Diagnosis and management—diagnosis of HIV-related disease may be difficult where there is limited access to laboratory diagnostics, and presumptive therapy based on the most likely aetiologies is often necessary. Antiretroviral therapy (ART) is increasingly available using clinical eligibility criteria, standardized drug regimens, and simpler monitoring.

Prognosis—the underlying natural history of HIV infection in the developing world is little different from that in industrialized nations, but survival with advanced HIV disease is short if there is no access to ART or interventions to prevent and treat HIV-related infections.
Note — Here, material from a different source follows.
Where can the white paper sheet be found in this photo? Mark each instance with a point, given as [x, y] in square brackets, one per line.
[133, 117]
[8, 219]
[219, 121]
Prevention—this requires political commitment to creating an environment that supports education about HIV, and prevents stigma and discrimination. Some countries have implemented successful control programmes and have seen declining HIV prevalence, but the goal of preventing HIV transmission remains elusive in many settings. Trial results showing high efficacy of ART in preventing transmission between discordant couples has led to renewed optimism; work is ongoing to explore how these results should be translated into policy and practice. Prevention interventions for general populations should include information and education; promotion of partner reduction and of condoms, which are highly protective against sexual transmission if used correctly and consistently; and encouragement of universal knowledge of HIV serostatus. Targeted interventions should be focused on groups and situations in which HIV transmission is most intense, guided by local epidemiology. Male circumcision has a protective efficacy of almost 60% against heterosexual acquisition of HIV infection in men, but other methods of prevention must still be promoted among circumcised men. No vaccine is available.